Sans doute tout simplement parce que ces différentes variantes ont été composées en atelier et non sur la rive glaciale  de la Seine.

Simon est sans doute un des tous derniers à avoir représenté l’Estacade de bois, qui devait disparaître l’année suivante lors de la grande inondation.

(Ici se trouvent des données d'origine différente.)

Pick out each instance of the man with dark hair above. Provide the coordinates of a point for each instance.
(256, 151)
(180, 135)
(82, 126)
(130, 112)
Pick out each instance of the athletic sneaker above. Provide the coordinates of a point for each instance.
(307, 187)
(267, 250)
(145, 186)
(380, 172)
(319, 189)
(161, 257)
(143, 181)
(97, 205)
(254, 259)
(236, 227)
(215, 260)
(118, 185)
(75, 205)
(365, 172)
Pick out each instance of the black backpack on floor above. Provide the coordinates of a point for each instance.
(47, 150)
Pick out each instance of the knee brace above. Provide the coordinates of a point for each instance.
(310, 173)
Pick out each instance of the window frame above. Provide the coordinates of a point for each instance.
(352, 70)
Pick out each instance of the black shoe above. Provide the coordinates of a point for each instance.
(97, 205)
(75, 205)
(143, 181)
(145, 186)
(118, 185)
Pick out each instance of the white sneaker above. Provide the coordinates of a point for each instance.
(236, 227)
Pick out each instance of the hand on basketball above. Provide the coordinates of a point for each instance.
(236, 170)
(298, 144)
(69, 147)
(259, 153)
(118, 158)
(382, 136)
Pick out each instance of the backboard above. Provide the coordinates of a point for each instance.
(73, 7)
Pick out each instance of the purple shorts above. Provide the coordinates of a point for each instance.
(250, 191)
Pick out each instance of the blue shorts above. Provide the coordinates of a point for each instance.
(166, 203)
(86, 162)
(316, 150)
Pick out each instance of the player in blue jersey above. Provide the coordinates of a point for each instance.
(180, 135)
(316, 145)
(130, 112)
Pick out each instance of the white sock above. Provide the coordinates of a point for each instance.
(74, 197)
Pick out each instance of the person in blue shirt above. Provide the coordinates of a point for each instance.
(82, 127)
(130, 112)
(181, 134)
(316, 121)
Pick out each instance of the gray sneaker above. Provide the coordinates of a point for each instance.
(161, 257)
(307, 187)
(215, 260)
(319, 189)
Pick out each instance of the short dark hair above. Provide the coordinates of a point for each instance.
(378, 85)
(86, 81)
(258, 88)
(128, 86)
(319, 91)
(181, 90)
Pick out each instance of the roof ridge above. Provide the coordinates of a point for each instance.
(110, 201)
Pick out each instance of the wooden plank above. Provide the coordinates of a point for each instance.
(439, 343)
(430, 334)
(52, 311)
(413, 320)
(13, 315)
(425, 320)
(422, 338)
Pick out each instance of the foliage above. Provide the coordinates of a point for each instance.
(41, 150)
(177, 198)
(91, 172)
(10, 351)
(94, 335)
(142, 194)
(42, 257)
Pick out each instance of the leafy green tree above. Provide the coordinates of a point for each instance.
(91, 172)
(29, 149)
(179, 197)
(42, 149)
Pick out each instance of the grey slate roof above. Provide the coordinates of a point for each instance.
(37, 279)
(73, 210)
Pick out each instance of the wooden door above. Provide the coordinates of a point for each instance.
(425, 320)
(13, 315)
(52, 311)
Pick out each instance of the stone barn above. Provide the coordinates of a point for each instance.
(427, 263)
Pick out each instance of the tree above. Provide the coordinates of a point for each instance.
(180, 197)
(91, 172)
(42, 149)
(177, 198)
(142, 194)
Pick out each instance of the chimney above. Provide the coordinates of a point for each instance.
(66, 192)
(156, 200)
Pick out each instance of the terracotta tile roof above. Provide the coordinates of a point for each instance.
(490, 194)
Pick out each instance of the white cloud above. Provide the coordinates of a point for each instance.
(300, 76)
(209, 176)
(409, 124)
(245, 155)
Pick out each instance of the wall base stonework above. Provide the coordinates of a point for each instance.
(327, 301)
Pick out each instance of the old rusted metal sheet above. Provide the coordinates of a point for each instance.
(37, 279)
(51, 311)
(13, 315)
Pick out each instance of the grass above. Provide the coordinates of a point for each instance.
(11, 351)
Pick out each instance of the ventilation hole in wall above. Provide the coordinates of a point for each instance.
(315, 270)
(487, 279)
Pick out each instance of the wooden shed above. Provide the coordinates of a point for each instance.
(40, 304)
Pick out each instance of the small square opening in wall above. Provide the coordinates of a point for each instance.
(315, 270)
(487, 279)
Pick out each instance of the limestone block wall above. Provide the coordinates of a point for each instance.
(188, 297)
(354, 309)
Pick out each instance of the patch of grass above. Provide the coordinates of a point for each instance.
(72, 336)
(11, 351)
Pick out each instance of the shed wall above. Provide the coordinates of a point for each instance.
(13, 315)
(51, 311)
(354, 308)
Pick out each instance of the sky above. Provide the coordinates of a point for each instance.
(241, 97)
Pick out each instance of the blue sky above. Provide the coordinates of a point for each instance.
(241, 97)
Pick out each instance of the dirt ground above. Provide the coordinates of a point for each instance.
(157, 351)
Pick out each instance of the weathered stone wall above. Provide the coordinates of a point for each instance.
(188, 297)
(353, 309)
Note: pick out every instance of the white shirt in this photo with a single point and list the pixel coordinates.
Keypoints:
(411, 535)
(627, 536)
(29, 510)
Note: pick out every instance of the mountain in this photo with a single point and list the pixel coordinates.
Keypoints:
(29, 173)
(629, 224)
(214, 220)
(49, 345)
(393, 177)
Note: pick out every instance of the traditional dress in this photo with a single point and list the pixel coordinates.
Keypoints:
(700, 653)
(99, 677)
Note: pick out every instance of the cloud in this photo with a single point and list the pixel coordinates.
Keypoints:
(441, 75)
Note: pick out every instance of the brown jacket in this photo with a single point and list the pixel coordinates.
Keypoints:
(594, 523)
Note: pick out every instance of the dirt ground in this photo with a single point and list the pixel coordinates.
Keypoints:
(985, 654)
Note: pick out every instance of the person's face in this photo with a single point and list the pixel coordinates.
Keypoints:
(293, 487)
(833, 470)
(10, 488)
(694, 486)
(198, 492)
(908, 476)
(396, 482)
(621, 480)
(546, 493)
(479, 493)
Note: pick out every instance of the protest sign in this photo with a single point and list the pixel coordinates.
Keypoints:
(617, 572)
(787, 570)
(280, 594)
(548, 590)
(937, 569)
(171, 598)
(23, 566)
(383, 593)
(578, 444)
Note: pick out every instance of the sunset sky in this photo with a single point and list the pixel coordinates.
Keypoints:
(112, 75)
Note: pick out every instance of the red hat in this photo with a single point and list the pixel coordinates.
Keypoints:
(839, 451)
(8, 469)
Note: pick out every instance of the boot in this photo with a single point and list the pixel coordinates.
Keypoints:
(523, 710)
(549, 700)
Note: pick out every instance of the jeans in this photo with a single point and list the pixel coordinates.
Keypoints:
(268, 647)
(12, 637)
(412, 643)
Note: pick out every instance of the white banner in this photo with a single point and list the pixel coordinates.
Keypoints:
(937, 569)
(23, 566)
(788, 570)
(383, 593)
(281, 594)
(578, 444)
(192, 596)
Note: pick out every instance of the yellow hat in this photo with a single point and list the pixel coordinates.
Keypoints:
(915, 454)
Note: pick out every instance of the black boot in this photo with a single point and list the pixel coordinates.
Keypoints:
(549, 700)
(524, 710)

estacade inondation 1910Inondation de 1910

Une passerelle en pierre et acier lui succédera ensuite, jusqu’à sa démolition définitive en 1938.
estacade nouvelle 1913
La nouvelle passerelle de l’Estacade,1913


Le pont Sully l’hiver

Tavik Frantisek  Simon, 1926

imon_Tavik_frantisek-pont-sully-en hiver
C’est pourquoi il est tout à fait étrange de la retrouver dans cette gravure de T.F.Simon, treize ans après sa disparition !

La vieille passerelle de l’Estacade

Tavik Frantisek  Simon, 1908

070b Simon_Tavik_frantisek-la vieille-passerelle-de-l-estacade
Sauf si nous comprenons que Simon, en 1926, s’est contenté de puiser dans ses stocks et de recopier une gravure de 1908… dernière apparition nostalgique de cette vieille amie des peintres et des pêcheurs à la ligne.

Au final, l’Estacade, pendant ses deux siècles d’existence ponctués d’incendies, de démolitions  et de reconstructions successives,  aura imposé aux artistes – fidèles ou moins fidèles – son image paradoxale :  celle du provisoire qui dure.